The shadow of the Roman Empire looms subtly over Tolkien's Middle-earth, with the city of Minas Tirith drawing inspiration from the historical Constantinople and themes of decline echoing the fall of ancient civilizations. However, Tolkien's engagement with these inspirations does not translate into an outright admiration for the empire's historical actions. Instead, he repurposes elements of Roman history and mythology to enrich his fictional world, all the while embedding a critique of imperialism and cultural homogenization.

A Champion of Localism and Traditionalism

Tolkien's ideology was profoundly rooted in a love for England, a preference for localized, distinct cultures, and languages. His opposition to the Roman Empire's empire-building and suppression of local traditions stems from this deep-seated belief. Through his writings and personal letters, Tolkien consistently advocated for the preservation of local customs, languages, and independence, opposing any form of imperialism that threatened these values. His narrative worlds are testament to his belief in the coexistence of diverse cultures and the preservation of their unique identities.

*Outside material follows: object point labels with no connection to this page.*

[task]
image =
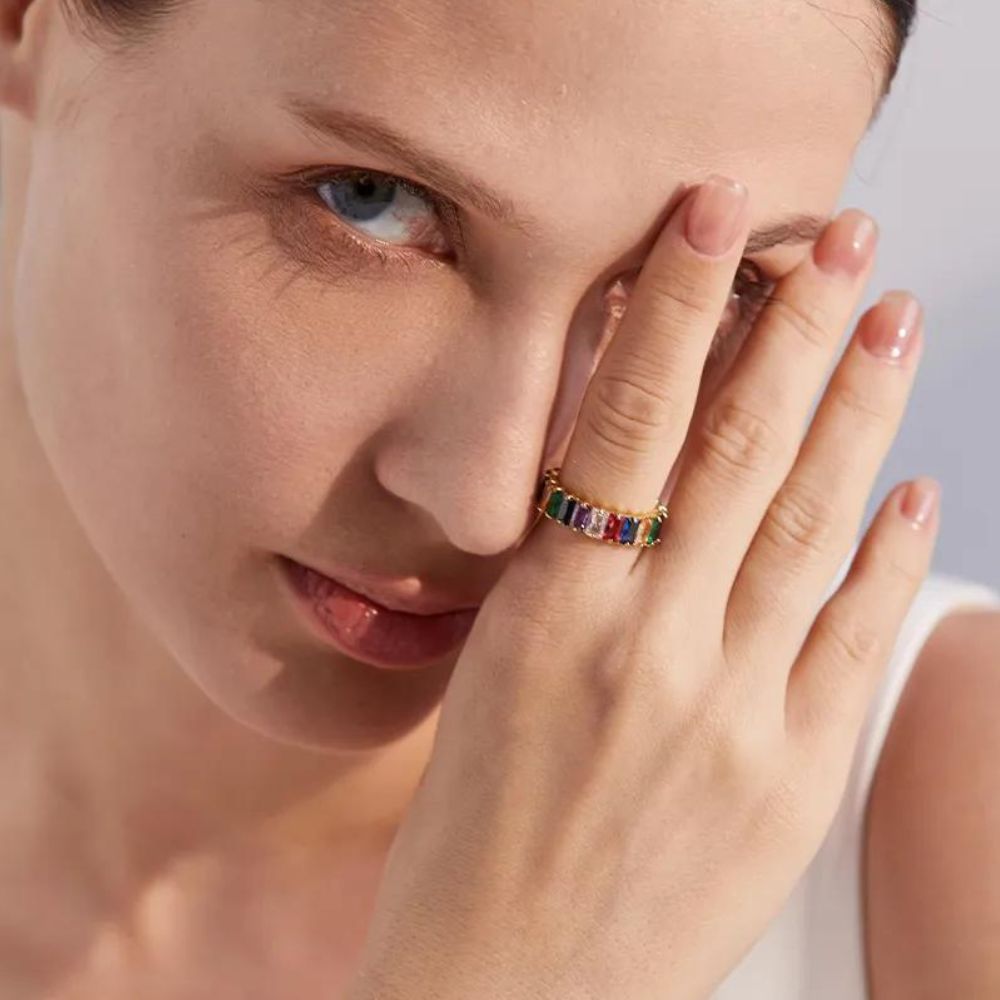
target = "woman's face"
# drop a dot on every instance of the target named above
(232, 352)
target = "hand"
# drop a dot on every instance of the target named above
(640, 751)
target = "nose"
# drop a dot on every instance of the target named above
(469, 450)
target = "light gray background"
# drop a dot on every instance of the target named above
(929, 172)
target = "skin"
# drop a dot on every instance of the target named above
(199, 372)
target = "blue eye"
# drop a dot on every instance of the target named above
(384, 207)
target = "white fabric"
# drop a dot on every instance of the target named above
(814, 949)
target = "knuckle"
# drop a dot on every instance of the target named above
(806, 321)
(900, 571)
(857, 402)
(679, 293)
(850, 641)
(801, 518)
(737, 441)
(628, 407)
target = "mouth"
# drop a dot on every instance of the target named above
(415, 631)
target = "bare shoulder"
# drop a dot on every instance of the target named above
(932, 846)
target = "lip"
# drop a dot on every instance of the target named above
(356, 623)
(390, 593)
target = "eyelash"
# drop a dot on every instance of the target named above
(752, 283)
(382, 253)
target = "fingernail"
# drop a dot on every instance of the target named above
(715, 217)
(891, 333)
(920, 499)
(847, 244)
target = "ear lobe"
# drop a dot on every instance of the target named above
(16, 31)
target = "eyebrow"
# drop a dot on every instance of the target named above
(371, 133)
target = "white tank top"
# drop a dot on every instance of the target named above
(815, 949)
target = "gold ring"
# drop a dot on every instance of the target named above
(640, 529)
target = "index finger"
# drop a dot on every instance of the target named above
(637, 407)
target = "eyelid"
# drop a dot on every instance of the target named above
(446, 211)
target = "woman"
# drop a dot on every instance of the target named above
(300, 301)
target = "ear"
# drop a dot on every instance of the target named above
(20, 31)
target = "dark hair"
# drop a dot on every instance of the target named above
(129, 21)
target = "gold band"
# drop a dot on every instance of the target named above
(639, 529)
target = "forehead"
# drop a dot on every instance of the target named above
(580, 106)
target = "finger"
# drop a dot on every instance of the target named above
(635, 412)
(745, 443)
(852, 639)
(813, 520)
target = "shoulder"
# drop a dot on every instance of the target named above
(932, 844)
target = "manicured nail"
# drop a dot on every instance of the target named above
(715, 217)
(847, 244)
(920, 499)
(891, 333)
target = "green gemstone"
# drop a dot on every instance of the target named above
(555, 502)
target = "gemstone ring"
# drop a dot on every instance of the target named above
(639, 529)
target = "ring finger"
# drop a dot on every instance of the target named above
(744, 445)
(809, 528)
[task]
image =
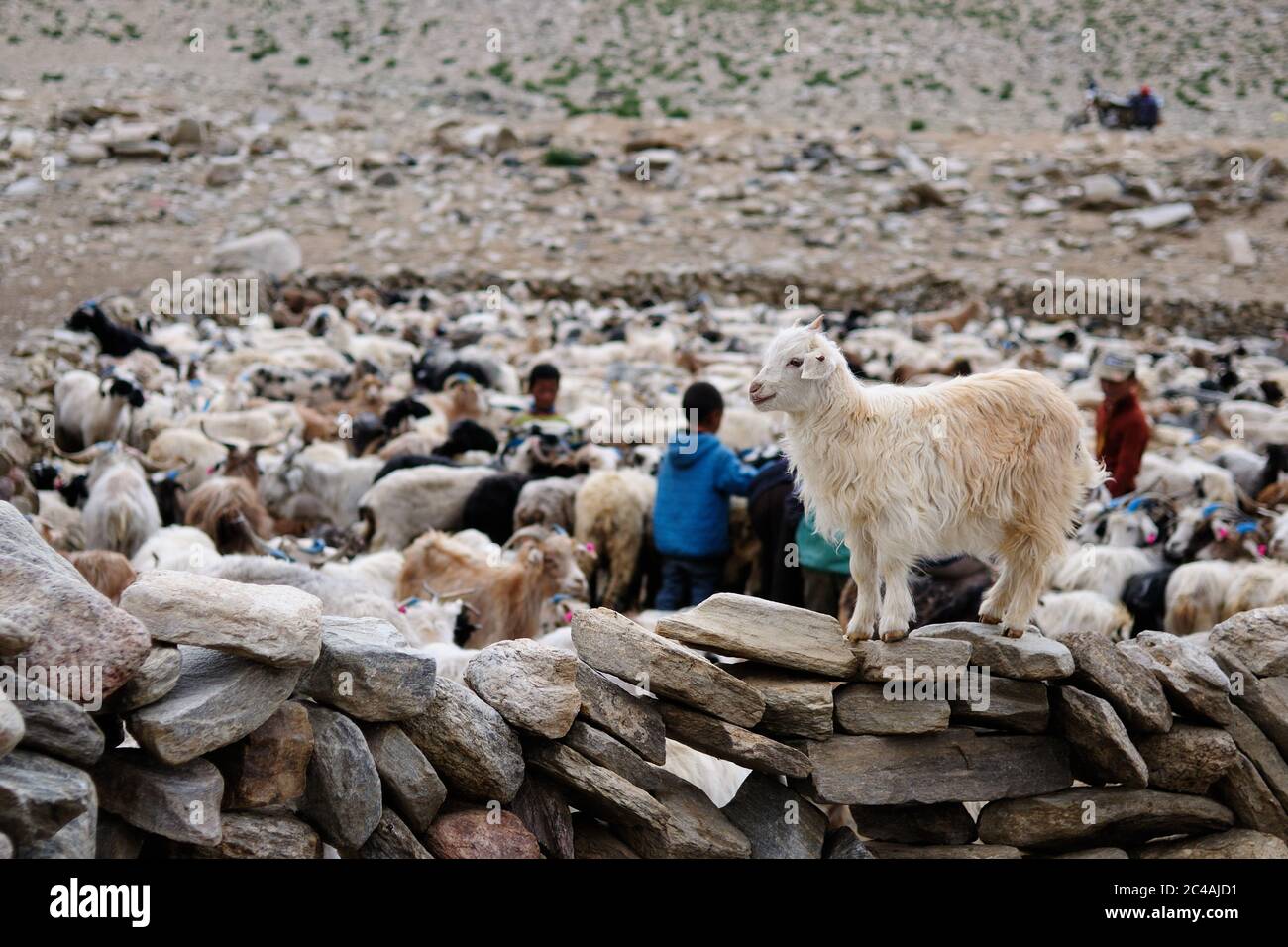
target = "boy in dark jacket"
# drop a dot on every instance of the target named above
(1122, 429)
(691, 515)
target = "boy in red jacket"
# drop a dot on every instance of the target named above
(1122, 429)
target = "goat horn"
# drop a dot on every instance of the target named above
(86, 455)
(226, 445)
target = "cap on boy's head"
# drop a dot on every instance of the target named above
(542, 371)
(703, 399)
(1116, 367)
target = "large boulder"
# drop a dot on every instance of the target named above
(78, 630)
(1086, 817)
(1257, 638)
(532, 685)
(219, 699)
(271, 624)
(617, 646)
(469, 744)
(366, 669)
(765, 631)
(343, 793)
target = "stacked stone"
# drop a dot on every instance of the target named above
(240, 722)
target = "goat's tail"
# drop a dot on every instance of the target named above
(119, 530)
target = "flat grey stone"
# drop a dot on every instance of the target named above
(729, 742)
(1020, 706)
(911, 657)
(469, 744)
(1028, 657)
(777, 821)
(532, 685)
(343, 796)
(411, 785)
(178, 801)
(273, 624)
(1258, 638)
(219, 698)
(1132, 689)
(1186, 758)
(366, 671)
(797, 703)
(862, 707)
(1102, 749)
(617, 646)
(631, 718)
(39, 795)
(1235, 843)
(939, 823)
(765, 631)
(1086, 817)
(953, 766)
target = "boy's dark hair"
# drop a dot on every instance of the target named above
(542, 371)
(703, 399)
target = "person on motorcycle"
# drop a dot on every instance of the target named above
(1145, 110)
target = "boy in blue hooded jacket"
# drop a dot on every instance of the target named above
(691, 515)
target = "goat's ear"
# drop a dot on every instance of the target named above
(816, 367)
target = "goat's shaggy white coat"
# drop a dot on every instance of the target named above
(990, 466)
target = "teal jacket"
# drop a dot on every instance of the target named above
(816, 553)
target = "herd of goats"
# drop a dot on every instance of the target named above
(361, 447)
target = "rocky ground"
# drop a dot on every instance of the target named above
(915, 147)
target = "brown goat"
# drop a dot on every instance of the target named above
(241, 462)
(228, 510)
(108, 573)
(505, 596)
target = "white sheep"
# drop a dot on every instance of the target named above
(612, 513)
(175, 548)
(121, 512)
(1196, 595)
(407, 502)
(1060, 612)
(990, 464)
(88, 408)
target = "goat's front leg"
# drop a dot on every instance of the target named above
(897, 605)
(866, 579)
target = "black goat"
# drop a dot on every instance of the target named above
(114, 339)
(468, 434)
(489, 506)
(407, 460)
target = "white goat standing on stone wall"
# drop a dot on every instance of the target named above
(990, 466)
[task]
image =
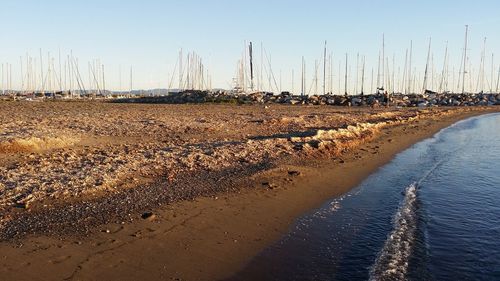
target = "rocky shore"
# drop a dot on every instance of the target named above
(428, 99)
(81, 161)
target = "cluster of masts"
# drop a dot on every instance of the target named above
(45, 74)
(387, 77)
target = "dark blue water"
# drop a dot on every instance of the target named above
(433, 213)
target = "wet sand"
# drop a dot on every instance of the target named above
(214, 222)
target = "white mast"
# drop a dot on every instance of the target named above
(465, 59)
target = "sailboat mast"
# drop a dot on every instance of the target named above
(465, 59)
(251, 66)
(424, 87)
(363, 76)
(345, 80)
(302, 80)
(443, 73)
(383, 61)
(498, 80)
(324, 70)
(409, 68)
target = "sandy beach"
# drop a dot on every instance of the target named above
(98, 191)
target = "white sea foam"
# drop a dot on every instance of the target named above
(392, 261)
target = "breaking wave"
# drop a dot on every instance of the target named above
(392, 261)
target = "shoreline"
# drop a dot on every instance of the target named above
(213, 237)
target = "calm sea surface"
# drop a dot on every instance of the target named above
(433, 213)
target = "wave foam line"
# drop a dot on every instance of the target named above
(392, 262)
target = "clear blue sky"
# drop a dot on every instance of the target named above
(148, 34)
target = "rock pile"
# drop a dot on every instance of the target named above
(403, 100)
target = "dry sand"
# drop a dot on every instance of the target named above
(221, 182)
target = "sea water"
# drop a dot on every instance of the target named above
(433, 213)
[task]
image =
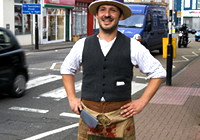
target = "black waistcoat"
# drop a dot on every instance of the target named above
(108, 76)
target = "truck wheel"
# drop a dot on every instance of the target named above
(18, 86)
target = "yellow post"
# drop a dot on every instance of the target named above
(165, 43)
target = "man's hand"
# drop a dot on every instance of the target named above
(137, 106)
(133, 108)
(75, 103)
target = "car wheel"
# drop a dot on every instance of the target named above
(19, 86)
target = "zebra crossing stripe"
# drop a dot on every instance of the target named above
(42, 80)
(28, 109)
(137, 87)
(45, 134)
(73, 115)
(60, 93)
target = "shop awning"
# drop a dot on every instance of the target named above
(68, 4)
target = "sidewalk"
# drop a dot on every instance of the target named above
(174, 112)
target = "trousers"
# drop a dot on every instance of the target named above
(111, 126)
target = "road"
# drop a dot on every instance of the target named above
(44, 113)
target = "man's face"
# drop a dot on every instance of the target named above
(108, 17)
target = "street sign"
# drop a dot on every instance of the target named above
(31, 8)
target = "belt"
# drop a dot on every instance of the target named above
(104, 106)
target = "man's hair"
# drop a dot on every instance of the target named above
(121, 12)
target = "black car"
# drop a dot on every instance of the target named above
(13, 67)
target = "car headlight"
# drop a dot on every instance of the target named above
(137, 37)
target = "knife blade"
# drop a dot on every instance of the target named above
(89, 120)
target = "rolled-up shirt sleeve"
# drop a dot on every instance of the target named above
(141, 57)
(73, 60)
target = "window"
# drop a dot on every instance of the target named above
(193, 4)
(187, 4)
(5, 40)
(80, 19)
(22, 21)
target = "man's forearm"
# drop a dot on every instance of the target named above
(68, 82)
(151, 89)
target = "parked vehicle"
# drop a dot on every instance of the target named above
(13, 69)
(177, 28)
(148, 24)
(182, 39)
(197, 36)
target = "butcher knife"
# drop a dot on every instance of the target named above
(89, 120)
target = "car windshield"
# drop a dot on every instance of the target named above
(135, 21)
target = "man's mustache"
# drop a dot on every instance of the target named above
(108, 17)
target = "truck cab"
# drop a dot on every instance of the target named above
(147, 24)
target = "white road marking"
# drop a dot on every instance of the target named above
(42, 80)
(185, 57)
(37, 69)
(73, 115)
(60, 93)
(140, 77)
(28, 109)
(137, 87)
(53, 65)
(42, 135)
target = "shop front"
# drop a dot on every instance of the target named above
(55, 20)
(82, 19)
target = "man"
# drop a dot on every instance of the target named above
(107, 59)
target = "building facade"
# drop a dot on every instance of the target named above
(187, 11)
(59, 20)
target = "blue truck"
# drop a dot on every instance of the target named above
(147, 24)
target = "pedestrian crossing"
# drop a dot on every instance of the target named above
(56, 95)
(59, 93)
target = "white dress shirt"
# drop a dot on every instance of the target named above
(140, 57)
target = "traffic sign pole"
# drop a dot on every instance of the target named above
(36, 30)
(169, 49)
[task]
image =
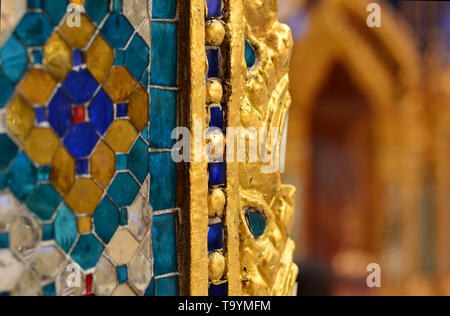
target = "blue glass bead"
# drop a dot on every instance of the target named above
(216, 173)
(213, 63)
(123, 189)
(164, 54)
(80, 86)
(81, 140)
(164, 244)
(60, 113)
(215, 237)
(106, 220)
(87, 251)
(101, 112)
(163, 118)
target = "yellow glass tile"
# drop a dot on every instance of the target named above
(99, 59)
(121, 135)
(84, 196)
(42, 145)
(62, 173)
(119, 85)
(57, 57)
(138, 108)
(78, 37)
(84, 225)
(103, 164)
(20, 117)
(37, 86)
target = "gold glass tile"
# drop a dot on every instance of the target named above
(103, 164)
(84, 225)
(20, 117)
(122, 247)
(78, 37)
(37, 86)
(119, 85)
(41, 145)
(138, 108)
(57, 57)
(99, 59)
(62, 173)
(84, 196)
(121, 136)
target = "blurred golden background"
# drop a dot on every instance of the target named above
(369, 145)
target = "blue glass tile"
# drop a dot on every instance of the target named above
(40, 114)
(164, 244)
(44, 201)
(60, 113)
(138, 160)
(167, 286)
(218, 290)
(87, 251)
(82, 166)
(137, 57)
(22, 177)
(123, 189)
(9, 151)
(81, 140)
(163, 182)
(164, 54)
(215, 237)
(14, 59)
(256, 223)
(80, 86)
(6, 90)
(213, 63)
(122, 274)
(216, 117)
(55, 9)
(34, 29)
(65, 228)
(101, 112)
(49, 290)
(122, 110)
(214, 8)
(96, 9)
(47, 232)
(216, 173)
(163, 118)
(4, 241)
(106, 220)
(117, 30)
(164, 9)
(250, 56)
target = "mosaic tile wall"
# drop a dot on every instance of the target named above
(86, 175)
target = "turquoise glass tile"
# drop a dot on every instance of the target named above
(164, 54)
(34, 29)
(106, 220)
(96, 9)
(14, 59)
(138, 160)
(164, 244)
(87, 251)
(65, 228)
(44, 201)
(167, 286)
(163, 181)
(22, 177)
(9, 151)
(123, 189)
(163, 118)
(137, 57)
(164, 9)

Reflecting Ideals Through Middle-earth

Middle-earth serves as a canvas for Tolkien to articulate his ideals. The coexistence of distinct cultures, languages, and traditions within Middle-earth mirrors Tolkien's opposition to the homogenizing force of empires. Characters and societies in his work often face threats from forces seeking to dominate and erase diversity, reflecting Tolkien's critique of imperialism. Through his fictional narratives, Tolkien advocates for a world where diversity is not only preserved but celebrated.

Latin, Catholicism, and Cultural Unity

Tolkien's advocacy for the use of Latin in Catholic services might seem contradictory to his localist views at first glance. However, Tolkien saw Latin as a unifying element of the Catholic Church, one that connected its history to the present without undermining local languages and cultures. His stance is a nuanced one that distinguishes between cultural appreciation and political dominion. For Tolkien, Latin represented a spiritual and cultural heritage that transcended the political ambitions of the Roman Empire, aligning with his vision of a world united in diversity rather than uniformity.


Tolkien's paradoxical stance on the Roman Empire reflects a complex interplay of admiration and aversion, deeply intertwined with his values and beliefs. His work, while drawing some inspiration from Roman history and mythology, serves as a critique of imperialism and a celebration of localism and traditionalism. In Tolkien's Middle-earth, we find a reflection of his ideological battle—a world where the preservation of diversity stands as a testament to the resilience of local cultures against the tides of conquest and cultural erasure. Through his unique perspective, Tolkien challenges us to appreciate the nuances of cultural heritage and the importance of preserving diversity in our increasingly globalized world.